Questa contrapposizione di teorie ugualmente accettabili salva il paradosso, che al di là dell’evidenza scientifica, resta comunque valido come esempio di rompicapo.
Un rompicapo, portato nel setting psicoanalitico, è quel tipo di conflitto che genera la confusione da cui una persona teme di non uscire mai più. E non certo per mancanza d’intelligenza, anzi per il suo utilizzo spesso eccessivo.
Facciamo un esempio, un caso di “psiconevrosi” tipico.

Il paradosso che porta alla solitudine

“Donna”, è questo il nome proprio che le diamo per l’occasione, è tendenzialmente estroversa, piuttosto bella, vicina ai quarant’anni, laurea scientifica, figlia unica, amante dell’arte, di musica, di viaggi e di teatro. Sintomo psicosomatico: anoressia mascherata e ben controllata. Tre relazioni amorose importanti e diverse storielle. Ha la madre insegnante, possessiva, depressa e ansiosa. Il padre commerciante, spesso assente, impegnato in politica, con vari rapporti sessuali extra coniugali. Regolarmente scoperti dalla moglie, che perdona sempre per paura di perderlo, ma che trascura le conseguenze psicopatologiche su se stessa e sulla figlia.
Attualmente “Donna” è single: ha deciso di lasciare il suo ultimo partner perché, dice, non è affidabile. Ovviamente non si accorge di difendersi con continue proiezioni del padre sugli uomini. Nemmeno della più semplice constatazione che il suo uomo non è diverso da suo padre. Non accetta ancora l’idea che il suo inconscio può averlo scelto proprio per questo, per la legge della pulsione a tornare costantemente sul vissuto non risolto, anche se doloroso.
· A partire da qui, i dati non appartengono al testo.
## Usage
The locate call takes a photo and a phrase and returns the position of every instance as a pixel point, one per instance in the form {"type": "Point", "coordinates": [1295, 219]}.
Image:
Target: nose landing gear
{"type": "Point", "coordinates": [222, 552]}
Per ora trova più logico obiettare che non ha mai perdonato le scappatelle dei suoi uomini, quindi non è come sua madre e non punta ad uno come suo padre.
La razionalità è spesso nemica dell’inconscio, soprattutto quando viene usata in difesa dei conflitti psichici cronici e come ostacolo alla comprensione profonda dei meccanismi di difesa.
La certezza di essere intelligente e di poter comprendere tutto, usando la logica della coscienza, è davvero un ostacolo duro verso la scoperta del materiale che abita l’inconscio.
Donna si è brillantemente laureata, ma in una materia che allena molto l’intelligenza induttiva, quella che parte da vari dettagli e porta ad una generalizzazione.
Questa sua capacità rappresenta il contrario del ragionamento deduttivo prevalentemente usato in psicoanalisi. Nel percorso psicoanalitico infatti è prevalente la partenza da uno stato psicofisico globale per scendere a dettagli della formazione della personalità. Conosciute iniziato a superare le resistenze, si cercano con minuziosa pazienza le relazioni primarie, le fantasie, le ferite, i conflitti, per poi risalire e riconsiderare il proprio comportamento presente. La ricerca di una costante generalizzazione è un tentativo di fuga e ci si dovrebbe chiedere perché.
“Donna” dice che lei ha tantissima voglia d’amare ma non trova l’uomo che l’accetti. Gli uomini per lei sono “deludenti”, quando parla in termini educati e “stronzissimi, scusi il termine”, quando si lascia andare un po’.
Anche in questo caso confonde la voglia cosciente, che solo in seguito riconoscerà come copertura, con la pulsione istintiva, che troverebbe la soluzione se non fosse ingabbiata nel suo antico rancore e nella sua ansia.
In quella fase dell’analisi era importante che si chiedesse che cosa ci può essere di più profondo e importante che l’aveva condizionata in modo tanto duraturo, da impedirle di muoversi liberamente fino a quarant’anni.
L’ipotesi che propongo qua, con i pochi dati che ho presentato, ci riporta al momento del previsto passaggio di testimone tra sua madre e suo padre.
Parlo di quando la bimba piccola è spinta dalla sua natura (o libido) a lasciare l’abbraccio nutritivo della mamma per andare verso il papà.
A quel punto può succedere che:

  • La mamma non sia disposta a perdere la bella sensazione di tenerezza che prova nell’accudire la figlia;
  • Il papà si sia già allontanato da loro due, per evitare di essere escluso;
  • La mamma, abituata alla simbiosi con la figlia, non riesca più a stabilire il rapporto amoroso adulto con il marito;
  • Il papà abbia trovato nel lavoro, o in altro, il piacere narcisistico capace di sostituire l’amore ormai perso;
  • La mamma sia gelosa della forte attrazione che la bimba ha sul papà e cerchi di combatterla in ogni altra maniera.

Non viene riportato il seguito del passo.